Red Fort violence: Punjab CM hits out at BJP, AAP

Punjab CM Captain Amarinder Singh. (File photo)
CHANDIGARH: Punjab chief minister Amarinder Singh on Thursday slammed Union minister Prakash Javadekar over his "disgraceful and desperate" attempt to shift blame for the "shocking" Red Fort violence.
The Punjab CM said that the incident "had evidently been instigated by supporters and members of Bharatiya Janata Party (BJP) in collusion with the Aam Aadmi Party (AAP), with the Congress nowhere in the picture.”
"Workers and supporters of the BJP and AAP, and not the Congress, have been caught on camera waving the Nishan Sahib at the Red Fort,” said Singh in a strong retaliation to the Union minister's allegations against the Congress, and party's government in Punjab.
He also pointed to the Delhi Police which named Deep Sidhu, a key aide of BJP MP Sunny Deol, as one of the main instigators of the violence and Amrik Micky, an AAP member who was also spotted at the Red Fort.
"Not a single Congress leader or member was seen at the Red Fort indulging in any kind of lawlessness,” Amarinder Singh claimed.
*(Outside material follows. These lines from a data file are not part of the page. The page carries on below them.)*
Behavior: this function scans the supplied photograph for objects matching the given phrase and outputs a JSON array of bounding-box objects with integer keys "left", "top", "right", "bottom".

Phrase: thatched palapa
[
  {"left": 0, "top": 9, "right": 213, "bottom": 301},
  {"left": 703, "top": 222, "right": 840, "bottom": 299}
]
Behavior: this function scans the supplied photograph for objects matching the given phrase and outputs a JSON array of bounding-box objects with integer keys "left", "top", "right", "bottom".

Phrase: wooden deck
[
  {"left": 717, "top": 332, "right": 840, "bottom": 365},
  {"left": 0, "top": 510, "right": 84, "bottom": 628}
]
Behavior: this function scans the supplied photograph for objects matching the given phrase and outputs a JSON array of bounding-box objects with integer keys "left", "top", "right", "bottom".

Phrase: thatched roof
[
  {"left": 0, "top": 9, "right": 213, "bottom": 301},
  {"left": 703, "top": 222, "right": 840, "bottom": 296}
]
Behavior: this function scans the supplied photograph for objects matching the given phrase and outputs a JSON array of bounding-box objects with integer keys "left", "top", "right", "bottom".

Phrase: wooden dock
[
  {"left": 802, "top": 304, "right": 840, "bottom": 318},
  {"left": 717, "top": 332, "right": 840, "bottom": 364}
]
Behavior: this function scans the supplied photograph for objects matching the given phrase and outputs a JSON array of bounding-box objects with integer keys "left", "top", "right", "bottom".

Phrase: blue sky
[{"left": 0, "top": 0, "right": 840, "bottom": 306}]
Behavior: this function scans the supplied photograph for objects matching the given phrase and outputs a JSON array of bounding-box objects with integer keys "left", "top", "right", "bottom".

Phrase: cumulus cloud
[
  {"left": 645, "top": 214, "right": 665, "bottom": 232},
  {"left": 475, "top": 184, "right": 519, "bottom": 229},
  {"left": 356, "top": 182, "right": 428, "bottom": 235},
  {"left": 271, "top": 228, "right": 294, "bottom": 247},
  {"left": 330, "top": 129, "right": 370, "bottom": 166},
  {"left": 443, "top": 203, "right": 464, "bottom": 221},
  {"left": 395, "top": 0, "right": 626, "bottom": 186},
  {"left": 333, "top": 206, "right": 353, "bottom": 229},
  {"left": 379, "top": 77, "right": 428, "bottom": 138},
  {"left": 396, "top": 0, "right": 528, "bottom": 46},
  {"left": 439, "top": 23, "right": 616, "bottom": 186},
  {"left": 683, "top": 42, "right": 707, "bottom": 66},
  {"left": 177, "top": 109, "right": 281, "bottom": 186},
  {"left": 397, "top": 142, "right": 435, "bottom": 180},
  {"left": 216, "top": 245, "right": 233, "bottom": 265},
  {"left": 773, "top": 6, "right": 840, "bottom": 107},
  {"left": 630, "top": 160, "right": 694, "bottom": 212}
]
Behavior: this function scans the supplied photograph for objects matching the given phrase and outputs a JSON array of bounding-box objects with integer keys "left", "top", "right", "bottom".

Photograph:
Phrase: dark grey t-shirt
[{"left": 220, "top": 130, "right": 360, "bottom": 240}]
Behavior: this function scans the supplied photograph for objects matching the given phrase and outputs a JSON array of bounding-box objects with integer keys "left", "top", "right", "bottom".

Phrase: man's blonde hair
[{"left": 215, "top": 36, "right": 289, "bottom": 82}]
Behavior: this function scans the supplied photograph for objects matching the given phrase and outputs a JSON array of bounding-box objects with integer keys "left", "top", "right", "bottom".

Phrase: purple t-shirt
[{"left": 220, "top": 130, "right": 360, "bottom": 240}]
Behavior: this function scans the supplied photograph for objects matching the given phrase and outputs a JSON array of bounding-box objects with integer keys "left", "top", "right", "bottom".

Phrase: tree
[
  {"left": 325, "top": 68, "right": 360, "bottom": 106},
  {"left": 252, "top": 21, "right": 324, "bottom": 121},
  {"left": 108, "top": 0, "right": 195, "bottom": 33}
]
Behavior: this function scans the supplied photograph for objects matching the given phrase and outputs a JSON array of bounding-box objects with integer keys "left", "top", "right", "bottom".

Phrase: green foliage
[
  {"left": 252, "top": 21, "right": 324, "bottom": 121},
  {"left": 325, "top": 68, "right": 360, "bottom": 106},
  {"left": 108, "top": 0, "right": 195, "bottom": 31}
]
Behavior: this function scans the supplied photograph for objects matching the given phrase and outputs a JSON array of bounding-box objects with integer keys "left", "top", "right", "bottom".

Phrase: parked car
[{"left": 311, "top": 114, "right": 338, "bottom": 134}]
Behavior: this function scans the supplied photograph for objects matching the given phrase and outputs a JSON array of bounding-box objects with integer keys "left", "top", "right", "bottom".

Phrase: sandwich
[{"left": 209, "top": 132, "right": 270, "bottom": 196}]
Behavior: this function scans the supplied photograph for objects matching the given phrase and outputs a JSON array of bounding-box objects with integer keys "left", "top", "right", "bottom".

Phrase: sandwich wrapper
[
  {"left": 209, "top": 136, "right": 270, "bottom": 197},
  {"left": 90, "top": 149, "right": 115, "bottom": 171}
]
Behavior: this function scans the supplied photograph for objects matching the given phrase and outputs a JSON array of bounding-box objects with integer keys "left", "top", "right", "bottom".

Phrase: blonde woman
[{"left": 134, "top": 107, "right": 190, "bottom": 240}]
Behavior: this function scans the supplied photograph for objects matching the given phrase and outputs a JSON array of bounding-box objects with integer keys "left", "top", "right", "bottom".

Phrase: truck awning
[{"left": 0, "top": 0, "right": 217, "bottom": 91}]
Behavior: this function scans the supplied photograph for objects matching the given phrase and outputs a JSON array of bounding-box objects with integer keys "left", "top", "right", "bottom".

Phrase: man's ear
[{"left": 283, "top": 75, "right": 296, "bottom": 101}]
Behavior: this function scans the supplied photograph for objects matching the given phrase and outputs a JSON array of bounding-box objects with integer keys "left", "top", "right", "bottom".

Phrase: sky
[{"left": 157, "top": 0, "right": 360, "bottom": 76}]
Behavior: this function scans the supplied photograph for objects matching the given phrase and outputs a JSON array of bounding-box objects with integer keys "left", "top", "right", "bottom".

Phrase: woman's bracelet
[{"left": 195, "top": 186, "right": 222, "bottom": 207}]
The CM said that even the farmers were not responsible for the January 26 trouble, which was in fact the doing of anti-social elements who had infiltrated the tractor rally.
"The Centre should also get a free and fair probe conducted into the possible role of any political party or even a third country as is being alleged by BJP’s own leaders, to ensure that the guilty are punished and the genuine farmers are not unnecessarily maligned or harassed," he added.
The Punjab CM also lashed out at the Union minister for accusing Congress leader Rahul Gandhi of inciting the violence.
"Did Rahul ask anyone to climb Red Fort? He did not. It was BJP and AAP men who did that," he asked.
Rahul had, in fact, promptly condemned the violence and made it clear that violence was no solution to the crisis, he added.
"These allegations are nothing but a cover-up attempt by the BJP leader for his own party’s role in the violence and in fact for their utter failure to manage the situation which they had created in the first place with the unilateral implementation of the farm laws," the CM said.
Permission given by Delhi Police
"How could I stop peaceful farmers from going to their own national capital to exercise their democratic right of protest,” Amarinder Singh further said while reacting to the Union minister’s statement that the Punjab government failed to stop farmers from joining the tractor rally.
"Permission for the tractor march was officially given by the Delhi Police and there was no reason for the Punjab government to prevent farmers from joining the rally", he said.
If there was a ban on the movement of farmers to the Delhi borders, the central government, of which Javadekar is a part, should have directed the BJP chief minister in Haryana to stop them on the way, the CM said.
For more than a couple of months, farmers had been peacefully agitating in Punjab without causing any trouble, before camping at the Delhi border, where also they had been completely peaceful for two months before the events of January 26, the chief minister pointed out.
The CM said that pinning the blame for the violence on the Punjab government or on the Congress is clearly a diversionary tactic on the part of the BJP leadership.
Centre did not pay heed
Amarinder further pointed out that all those months when the farmers were blocking railway tracks in Punjab, he had been reaching out repeatedly to the central leadership, including the Prime Minister and a host of ministers, to intervene and resolve the crisis.
“But nobody heeded us, nobody listened to me or to the agitating farmers, fighting for their survival", he added.